4.4. De rechtbank heeft geoordeeld - en door appellant is niet weersproken - dat het Uwv in strijd met de vereiste zorgvuldigheid de vaststelling van de hoogte van de afkoopsom heeft bepaald aan de hand van de mate van arbeidsongeschiktheid zoals deze is vermeld in het GMD advies van 8 maart 1978, te weten 40%, in plaats van de mate van arbeidsongeschiktheid per 1 mei 2003, de eerste dag van de maand waarop appellant de leeftijd van 65 jaar bereikt. De rechtbank heeft hierin aanleiding gezien om een onafhankelijke deskundige te benoemen, orthopedisch chirurg H.A.G.M. Sala, die op 6 september 2005 rapport heeft uitgebracht. Sala komt daarin tot de conclusie dat de beperking die het letsel van appellant - op 1 mei 2003 - vertalend naar een van de letsels van de invaliditeitstabel een in strekstand verstijfd kniegewricht is, waarvoor 25% functieverlies voor de gehele persoon wordt aangegeven. Omdat hierbij naar het oordeel van Sala de flexiestand van 20 graden en de varusstand van 5 graden plus atrofie moet worden opgeteld, komt hij tot een functieverlies van 40%. Sala concludeert dat hij het door het Uwv vastgestelde invaliditeitspercentage van 40% kan onderschrijven.

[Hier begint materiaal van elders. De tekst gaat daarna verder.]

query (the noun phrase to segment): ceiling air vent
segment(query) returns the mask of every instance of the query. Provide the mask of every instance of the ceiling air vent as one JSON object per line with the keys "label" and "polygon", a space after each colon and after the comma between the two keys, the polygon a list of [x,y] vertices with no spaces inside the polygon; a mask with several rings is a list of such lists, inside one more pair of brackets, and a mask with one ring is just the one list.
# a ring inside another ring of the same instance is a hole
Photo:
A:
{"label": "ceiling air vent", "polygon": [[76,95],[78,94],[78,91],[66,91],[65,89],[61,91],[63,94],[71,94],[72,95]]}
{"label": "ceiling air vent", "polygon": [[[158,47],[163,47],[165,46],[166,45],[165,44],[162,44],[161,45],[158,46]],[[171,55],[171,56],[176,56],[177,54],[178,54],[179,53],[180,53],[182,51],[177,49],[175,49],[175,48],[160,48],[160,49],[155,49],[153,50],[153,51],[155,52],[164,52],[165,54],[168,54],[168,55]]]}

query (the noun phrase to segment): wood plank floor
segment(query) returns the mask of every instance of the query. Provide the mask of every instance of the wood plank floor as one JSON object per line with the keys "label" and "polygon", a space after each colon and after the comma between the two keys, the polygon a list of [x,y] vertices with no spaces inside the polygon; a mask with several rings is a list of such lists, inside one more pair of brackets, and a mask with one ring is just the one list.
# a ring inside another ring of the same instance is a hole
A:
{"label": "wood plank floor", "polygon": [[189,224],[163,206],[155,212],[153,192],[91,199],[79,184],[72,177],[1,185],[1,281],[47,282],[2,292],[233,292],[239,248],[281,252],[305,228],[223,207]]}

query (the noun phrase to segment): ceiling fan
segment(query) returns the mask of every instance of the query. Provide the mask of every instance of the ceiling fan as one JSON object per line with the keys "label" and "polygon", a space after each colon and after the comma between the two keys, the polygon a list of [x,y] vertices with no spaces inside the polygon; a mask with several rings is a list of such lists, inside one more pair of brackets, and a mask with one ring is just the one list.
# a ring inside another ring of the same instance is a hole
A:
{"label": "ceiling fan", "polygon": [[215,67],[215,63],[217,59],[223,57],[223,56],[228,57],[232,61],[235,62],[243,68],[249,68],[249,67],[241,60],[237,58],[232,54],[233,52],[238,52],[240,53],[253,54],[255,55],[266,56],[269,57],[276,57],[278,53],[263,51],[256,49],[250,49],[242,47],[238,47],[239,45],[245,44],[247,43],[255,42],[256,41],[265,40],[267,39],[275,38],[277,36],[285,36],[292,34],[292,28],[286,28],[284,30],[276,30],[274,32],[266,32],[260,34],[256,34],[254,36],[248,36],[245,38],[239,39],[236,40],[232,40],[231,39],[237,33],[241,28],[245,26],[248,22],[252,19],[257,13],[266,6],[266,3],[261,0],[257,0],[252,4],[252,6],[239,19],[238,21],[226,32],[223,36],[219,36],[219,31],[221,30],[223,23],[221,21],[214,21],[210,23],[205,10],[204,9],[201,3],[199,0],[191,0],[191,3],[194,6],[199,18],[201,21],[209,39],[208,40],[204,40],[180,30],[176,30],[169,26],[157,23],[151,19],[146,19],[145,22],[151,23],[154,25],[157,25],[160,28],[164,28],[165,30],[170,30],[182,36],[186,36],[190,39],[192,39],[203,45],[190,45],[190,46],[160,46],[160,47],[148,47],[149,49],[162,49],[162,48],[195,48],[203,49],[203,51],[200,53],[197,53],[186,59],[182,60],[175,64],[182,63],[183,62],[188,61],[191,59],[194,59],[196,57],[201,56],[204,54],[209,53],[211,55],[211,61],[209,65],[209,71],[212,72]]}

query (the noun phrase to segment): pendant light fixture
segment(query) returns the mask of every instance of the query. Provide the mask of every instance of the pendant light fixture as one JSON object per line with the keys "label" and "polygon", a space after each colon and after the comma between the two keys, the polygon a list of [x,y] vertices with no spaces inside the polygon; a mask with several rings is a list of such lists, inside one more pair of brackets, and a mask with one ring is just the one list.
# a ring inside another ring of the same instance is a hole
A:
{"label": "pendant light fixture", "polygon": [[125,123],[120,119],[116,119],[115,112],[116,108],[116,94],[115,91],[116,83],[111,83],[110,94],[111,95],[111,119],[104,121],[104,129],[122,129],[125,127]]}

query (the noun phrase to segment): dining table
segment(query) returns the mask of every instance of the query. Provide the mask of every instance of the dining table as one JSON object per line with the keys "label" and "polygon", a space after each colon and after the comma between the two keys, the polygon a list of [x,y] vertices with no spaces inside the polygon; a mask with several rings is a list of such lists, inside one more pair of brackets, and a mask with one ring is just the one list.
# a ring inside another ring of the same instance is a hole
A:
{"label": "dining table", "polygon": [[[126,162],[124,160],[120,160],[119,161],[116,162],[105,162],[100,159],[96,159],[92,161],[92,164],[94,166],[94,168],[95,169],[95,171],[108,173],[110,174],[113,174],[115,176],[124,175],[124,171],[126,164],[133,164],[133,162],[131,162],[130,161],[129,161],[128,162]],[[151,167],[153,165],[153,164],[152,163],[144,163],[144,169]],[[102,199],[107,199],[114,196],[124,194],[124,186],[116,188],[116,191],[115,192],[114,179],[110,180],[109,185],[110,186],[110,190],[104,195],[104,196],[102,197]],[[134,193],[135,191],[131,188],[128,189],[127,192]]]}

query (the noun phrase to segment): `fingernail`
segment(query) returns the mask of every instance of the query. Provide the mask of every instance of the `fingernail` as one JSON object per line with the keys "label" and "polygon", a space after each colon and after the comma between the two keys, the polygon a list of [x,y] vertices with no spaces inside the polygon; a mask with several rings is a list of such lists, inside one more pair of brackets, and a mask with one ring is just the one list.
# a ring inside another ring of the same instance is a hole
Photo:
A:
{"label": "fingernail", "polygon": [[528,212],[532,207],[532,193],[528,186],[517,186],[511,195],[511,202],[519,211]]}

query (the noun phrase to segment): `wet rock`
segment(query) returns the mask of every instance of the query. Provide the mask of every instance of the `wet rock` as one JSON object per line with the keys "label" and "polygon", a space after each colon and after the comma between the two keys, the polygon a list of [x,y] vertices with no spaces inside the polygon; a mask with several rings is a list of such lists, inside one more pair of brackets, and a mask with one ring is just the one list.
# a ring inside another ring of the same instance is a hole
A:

4.5. In vaste rechtspraak van de Raad ligt besloten dat de Raad het oordeel van een onafhankelijke door de bestuursrechter ingeschakelde deskundige in beginsel pleegt te volgen. Van feiten of omstandigheden op grond waarvan het aangewezen voorkomt in dit geval van dat uitgangspunt af te wijken is de Raad niet gebleken. De Raad is, met de rechtbank, van oordeel dat het door de deskundige Sala verrichte onderzoek volledig en zorgvuldig is te achten.
4.6. De vraag of het door het Uwv vastgestelde arbeidsongeschiktheidspercentage van 40%, welk percentage door deskundige Sala is onderschreven, op grond van de specifieke omstandigheden van appellants geval als bedoeld in artikel 18, eerste lid, van de OW verhoogd had moeten worden, beantwoordt de Raad ontkennend. Dergelijke omstandigheden zijn de Raad, naast de door de deskundige Sala in aanmerking genomen medische omstandigheden, niet in relevante mate gebleken. De enkele stelling van appellant dat met de gevolgen van zijn letsel voor de arbeidsmogelijkheden in het geheel geen rekening is gehouden en om die reden het gemiddelde percentage van 40% verhoogd had moeten worden om dit te verdisconteren, is in dat verband onvoldoende.
4.7. Met betrekking tot appellants stelling dat het Uwv ten onrechte het tweede lid van artikel 18 van de OW niet heeft toegepast overweegt de Raad, met de rechtbank, dat zoals deze Raad reeds diversen malen heeft geoordeeld het in artikel 18 van de LOW gaat om een regeling, welke de betrokkenen een compensatie geeft voor het verlies van rechten, die zij zouden hebben gehad als de OW - de uitkering ingevolge die wet eindigde niet bij het bereiken van de 65-jarige leeftijd - niet zou zijn ingetrokken. In die gevallen ligt het niet in de rede rekening te houden met de verminderde gelegenheid tot het verkrijgen van arbeid nu het gaat om een compensatie voor een uitkering die zou zijn genoten door personen die, in de huidige maatschappelijke situatie, niet meer geacht worden te behoren tot dat deel van de bevolking dat nog actief aan het arbeidsleven moet deelnemen en voor wie dan ook pensioenvoorzieningen getroffen zijn. Appellant heeft desgevraagd ook geen redenen kunnen geven waarom deze jurisprudentie in dit geval niet (meer) van toepassing zou zijn.
5. Uit het vorenstaande volgt dat het hoger beroep niet slaagt. De aangevallen uitspraak komt voor bevestiging in aanmerking.
6. De Raad acht geen termen aanwezig voor een proceskostenveroordeling als bedoeld in artikel 8:75 van de Algemene wet bestuursrecht.
De Centrale Raad van Beroep;
Bevestigt de aangevallen uitspraak.
Deze uitspraak is gedaan door J.W. Schuttel als voorzitter en C.W.J. Schoor en R. Kruisdijk als leden, in tegenwoordigheid van J.M. Tason Avila als griffier.
De beslissing is uitgesproken in het openbaar op 2 oktober 2009.